The Seattle Seahawks’ season ended last Sunday in a loss to the Carolina Panthers, beginning what may be a tense offseason.
The Seahawks went all-in on this season, retaining their core players, signing Russell Wilson and Bobby Wagner to big extensions, re-signing Marshawn Lynch, and trading for Jimmy Graham.
Now, despite a solid season, the Seahawks have choices to make, and it may get awkward. With several important players hitting free agency, they’re going to have to find a way to open up money to bring back some of these players.
It begins with Marshawn Lynch. Lynch supposedly weighed retirement last year before returning to the Seahawks on a three-year, $31 million contract. He has a cap hit of $11.5 million next year, which Seattle may want to move away from.
Lynch, when healthy, was still good this season, but his backup, rookie Thomas Rawls, filled his shoes more than capably while Lynch missed nine games. Turning 30 this offseason, with a lot of miles on his legs, the Seahawks may want to cut ties with Lynch.
The Seahawks also could look at their future with Graham, who has a cap hit of $9 million next year. Graham was underwhelming in Seattle, proving a poor fit for the Seahawks’ scheme, which used him less as a receiver than he’s used to. He injured his knee in Week 11, and the Seahawks went 4-1 thereafter. Graham isn’t mentioned as frequently as Lynch as a nominee to get cut or traded, but Seattle should at least consider it.
Seattle also has decisions to make on free agents like Bruce Irvin, Russell Okung, J.R. Sweezy, Jeremy Lane, and Jermaine Kearse. Irvin, Okung, Lane, and Kearse have all expressed that they’d like to stay in Seattle.
However, Seattle isn’t going to be able to retain everyone, lest everybody takes discounts. With an offensive line that was one of the worst in the NFL, the Seahawks would seemingly want to retain Okung and Sweezy to give Russell Wilson more protection. Yet doing so may come at the cost of weakening the secondary (losing Lane) or weakening Wilson’s targets (losing Kearse).

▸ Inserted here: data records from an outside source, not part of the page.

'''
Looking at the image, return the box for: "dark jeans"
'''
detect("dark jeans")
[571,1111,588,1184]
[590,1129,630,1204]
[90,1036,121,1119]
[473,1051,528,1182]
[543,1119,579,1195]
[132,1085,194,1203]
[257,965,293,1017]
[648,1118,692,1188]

In a sense, this is a good problem to have — Seattle has drafted so successfully, that eventually, these talented players become free agents, and Seattle has to choose who to keep. They could theoretically continue this pattern by drafting well, but nothing is guaranteed in the draft, and it won’t prevent the team from having to make difficult decisions about who stays and who goes.